My Story: Pastor David Hatton
My wife and I wedded in 1971, and twelve children later we found that it really isn’t “cheaper by the dozen.” But shortly after our marriage, I was shocked to find that I still had strong attractions to certain members of the opposite sex. As disconcerting as this was to both of us (for I did confess this to my dear bride), it launched me into a liberating understanding of sexual chastity which eventually turned into a talk called “The Dance of the Sexes.” After evolving over many years of giving it in church youth groups and Christian camps, it was finally recorded and is now available on DVD (free).
Another mental dimension of chaste freedom, that followed this relational discovery in “The Dance of the Sexes,” was my surprising anatomical discovery in the routine work of nursing. I was amazed and very relieved to find that my exposure to the nude bodies of female patients did not bring the inevitable response in me that society and my church had led me to expect. Seeing the nakedness of the opposite sex was supposed to be sexually stimulating and dangerously lustful. Having accepted that kind of teaching all my life as Gospel truth, I had no logical explanation for my non-sexual reaction to the female nudity frequently seen in my job. I could not reconcile this contradictory division between what my upbringing taught and what I was consistently experiencing as frank reality. Illogically, I tried to accept both as true, and this double-mindedness persisted for almost 25 years.
Finally, a resolution came. While doing internet research on breastfeeding, hoping to find resource links to supplement my own web page on “Labor & Delivery Tips,” I found a wonderful website on breasts. It had information about breastfeeding, breast health, breast acceptance, and breast emancipation. I had never heard of that last category. Breast emancipation was basically about liberating the female breast from its dysfunctional “sexualization” in our culture. The goal was to bring the bare female chest to the same level of familiarity and social acceptance as the bare male chest. I was certainly in favor of public breastfeeding, and such a policy would indeed eliminate the difficulties nursing moms faced with it in America. Our culture shamefully exploits the bodies of women in general, focusing on their breasts in particular as sexual objects. Even though I knew this “sexualization” of the breast was wrong, I felt unable to link to such radical information. But upon really studying the arguments, I found it impossible to dispute the claims that supported this idea. They were urging that society learn to see and treat the human body as wholesome and decent, not something lewd or obscene. I was totally surprised. I was forced to admit that this reasoning explained and validated my many years of experience with nudity in the hospital, which was something I myself had never been able to do.

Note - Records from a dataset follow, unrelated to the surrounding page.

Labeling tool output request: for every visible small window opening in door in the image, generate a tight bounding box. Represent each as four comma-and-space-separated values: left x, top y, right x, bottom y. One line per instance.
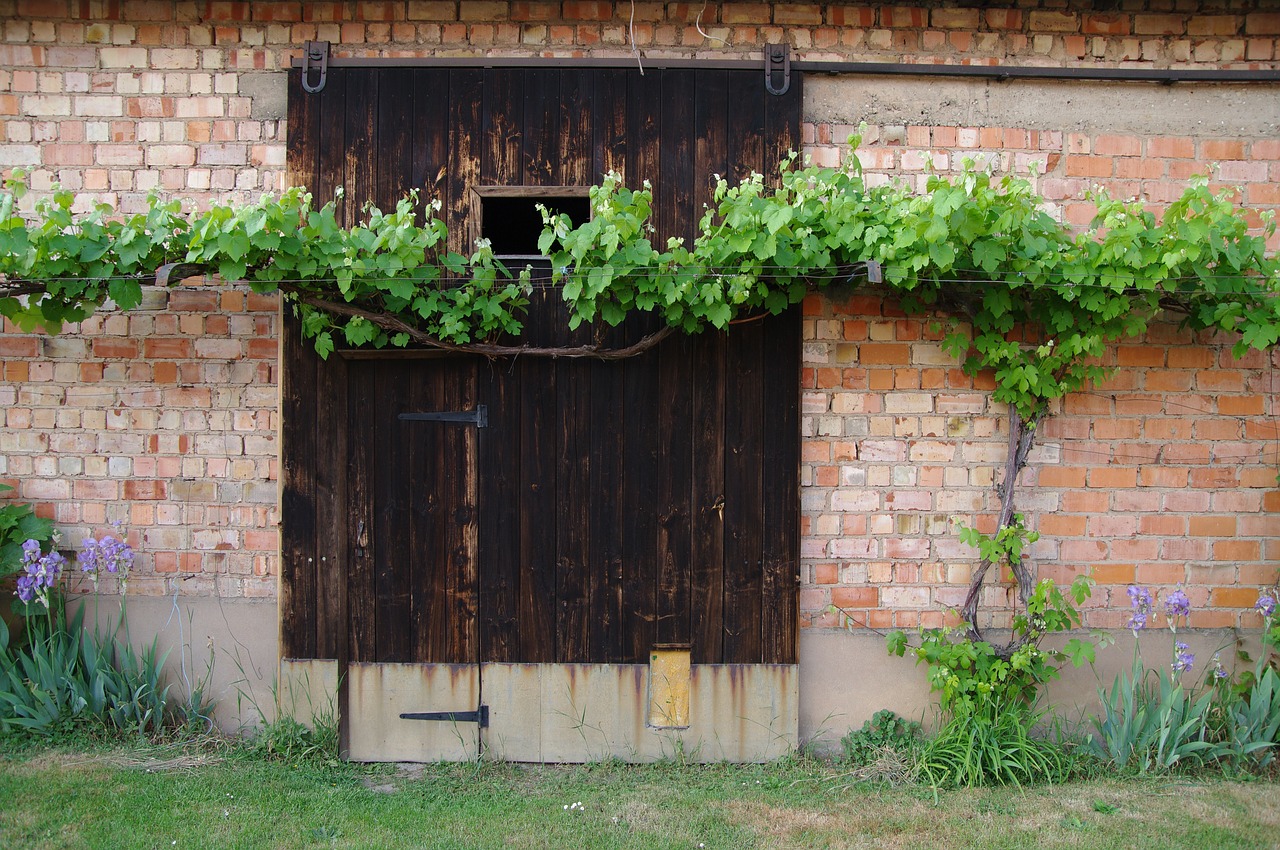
476, 187, 591, 260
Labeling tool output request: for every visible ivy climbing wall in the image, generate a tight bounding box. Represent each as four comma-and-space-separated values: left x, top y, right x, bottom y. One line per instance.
0, 0, 1280, 655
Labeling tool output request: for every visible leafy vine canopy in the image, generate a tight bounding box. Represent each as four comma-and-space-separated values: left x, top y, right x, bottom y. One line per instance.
0, 137, 1280, 422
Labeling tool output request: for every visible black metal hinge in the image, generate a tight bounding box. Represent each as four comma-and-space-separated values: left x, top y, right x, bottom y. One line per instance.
399, 405, 489, 428
401, 705, 489, 728
764, 44, 791, 95
302, 41, 329, 95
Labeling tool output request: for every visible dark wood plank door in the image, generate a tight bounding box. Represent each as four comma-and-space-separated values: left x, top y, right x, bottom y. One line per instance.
347, 358, 480, 664
282, 68, 801, 670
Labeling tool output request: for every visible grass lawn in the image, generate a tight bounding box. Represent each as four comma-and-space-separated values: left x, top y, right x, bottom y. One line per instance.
0, 746, 1280, 850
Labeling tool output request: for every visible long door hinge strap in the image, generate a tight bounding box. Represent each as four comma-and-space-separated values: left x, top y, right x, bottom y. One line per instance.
302, 41, 329, 95
399, 405, 489, 428
401, 705, 489, 728
764, 44, 791, 95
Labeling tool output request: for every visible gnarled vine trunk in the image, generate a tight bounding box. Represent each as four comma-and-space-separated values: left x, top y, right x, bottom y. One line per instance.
960, 405, 1039, 658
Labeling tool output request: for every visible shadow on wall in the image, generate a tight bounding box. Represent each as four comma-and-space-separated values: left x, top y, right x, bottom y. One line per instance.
68, 595, 278, 732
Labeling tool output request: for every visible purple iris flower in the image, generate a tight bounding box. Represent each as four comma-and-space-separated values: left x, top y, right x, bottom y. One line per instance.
1174, 640, 1196, 673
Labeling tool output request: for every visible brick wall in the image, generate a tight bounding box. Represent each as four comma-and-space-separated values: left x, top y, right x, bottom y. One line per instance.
0, 287, 279, 597
800, 296, 1280, 629
0, 0, 1280, 627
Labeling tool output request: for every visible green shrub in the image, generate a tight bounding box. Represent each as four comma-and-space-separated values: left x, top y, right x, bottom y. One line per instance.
0, 594, 169, 736
1093, 653, 1219, 773
916, 699, 1071, 787
840, 708, 920, 767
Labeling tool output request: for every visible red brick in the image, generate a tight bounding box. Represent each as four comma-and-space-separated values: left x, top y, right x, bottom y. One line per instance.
824, 4, 876, 29
1133, 14, 1187, 36
93, 337, 138, 360
1083, 14, 1129, 36
1089, 466, 1138, 490
1188, 516, 1235, 538
1217, 396, 1266, 416
561, 0, 613, 20
142, 337, 191, 360
1066, 155, 1115, 177
1201, 138, 1244, 160
858, 342, 911, 366
1187, 15, 1240, 36
124, 479, 169, 502
1093, 136, 1142, 156
1244, 12, 1280, 36
831, 588, 879, 608
1147, 136, 1196, 159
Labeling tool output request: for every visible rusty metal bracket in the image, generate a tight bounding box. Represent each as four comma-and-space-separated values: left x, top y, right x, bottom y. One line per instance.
401, 705, 489, 728
764, 44, 791, 95
302, 41, 329, 95
156, 262, 205, 287
849, 260, 884, 283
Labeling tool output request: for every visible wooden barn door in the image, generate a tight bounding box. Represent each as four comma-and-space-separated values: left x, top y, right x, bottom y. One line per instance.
280, 68, 801, 760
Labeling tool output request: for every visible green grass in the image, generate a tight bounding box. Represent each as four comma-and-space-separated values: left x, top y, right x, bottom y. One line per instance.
0, 742, 1280, 850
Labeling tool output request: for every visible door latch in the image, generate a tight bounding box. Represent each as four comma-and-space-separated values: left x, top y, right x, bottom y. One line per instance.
302, 41, 329, 95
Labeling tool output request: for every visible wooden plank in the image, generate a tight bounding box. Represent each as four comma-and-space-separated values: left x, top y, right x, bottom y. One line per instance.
554, 362, 598, 663
439, 358, 480, 663
722, 70, 762, 183
655, 334, 699, 644
586, 314, 626, 663
560, 68, 595, 186
450, 68, 485, 253
343, 72, 376, 227
284, 68, 324, 191
617, 343, 659, 664
312, 342, 347, 670
689, 330, 727, 664
626, 70, 669, 235
516, 305, 557, 663
760, 68, 804, 186
372, 68, 416, 211
654, 69, 705, 245
724, 321, 764, 664
366, 361, 413, 662
411, 68, 449, 216
476, 360, 521, 662
472, 69, 525, 186
760, 306, 800, 664
311, 68, 351, 221
347, 361, 378, 663
412, 361, 449, 663
280, 316, 317, 658
589, 69, 628, 184
691, 70, 727, 227
519, 69, 561, 186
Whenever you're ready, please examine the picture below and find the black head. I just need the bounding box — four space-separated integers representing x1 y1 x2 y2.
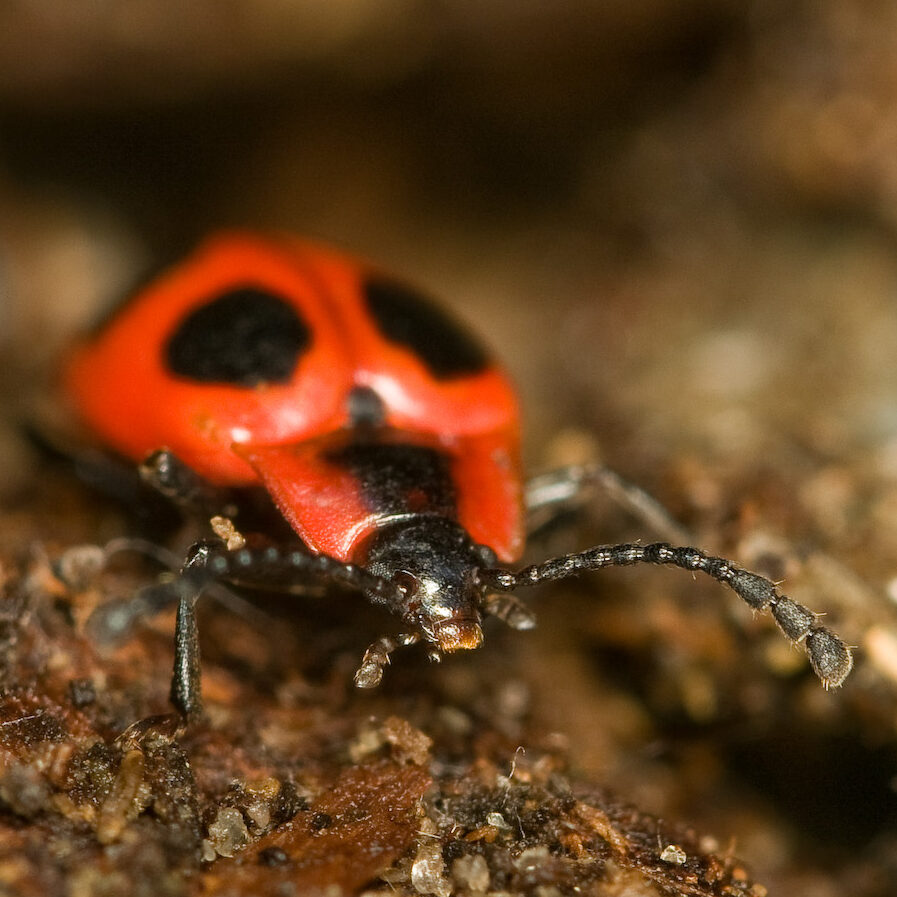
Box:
363 515 488 652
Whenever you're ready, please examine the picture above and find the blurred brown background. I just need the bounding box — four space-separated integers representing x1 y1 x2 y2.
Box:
0 0 897 897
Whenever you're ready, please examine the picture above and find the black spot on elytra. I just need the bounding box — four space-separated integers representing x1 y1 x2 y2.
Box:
165 287 311 387
364 277 489 380
346 386 386 427
326 441 457 519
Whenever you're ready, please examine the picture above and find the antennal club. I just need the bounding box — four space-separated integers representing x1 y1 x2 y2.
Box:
478 542 853 688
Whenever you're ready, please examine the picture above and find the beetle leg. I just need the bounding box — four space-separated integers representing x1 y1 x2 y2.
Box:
355 632 423 688
524 463 692 543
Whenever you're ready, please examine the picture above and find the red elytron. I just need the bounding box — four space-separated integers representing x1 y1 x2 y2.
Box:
63 234 852 715
65 234 523 561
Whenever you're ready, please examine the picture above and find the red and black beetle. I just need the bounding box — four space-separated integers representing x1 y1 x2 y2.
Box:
63 233 852 715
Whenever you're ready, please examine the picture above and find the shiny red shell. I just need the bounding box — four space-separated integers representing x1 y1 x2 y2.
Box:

This information led me into many more hours of extensive study about the whole phenomenon of human nakedness. My subsequent research forever changed my viewpoint about the decency of our bodies, with or without our cultural clothing. It gave me insight about why pornography has such a powerful grip on our society. It helped me understand how the only valid way to fight pornography’s control on the mind is by adopting “the naked truth.” It cannot be fought by strengthening the unholy, God-dishonoring misrepresentation of the body that is so zealously promoted in our culture. It is this distorted perspective, this pornographic conception of the body, that has laid the very foundation for the porn industry’s overwhelming success in Western civilization, with our own country notoriously leading the way.
God will not honor the perpetuation of this false view of the body, even if the greatest Christian leaders have defended and preached it in His name. He has already told us that He will only use the truth to set us free. That is why I am glad to be a contributing writer on this website, whose purpose is to spread a healthy, godly, creational view of the body, one that is both theologically correct as well as human-friendly, to help people break free from the dehumanizing effects of porn addiction.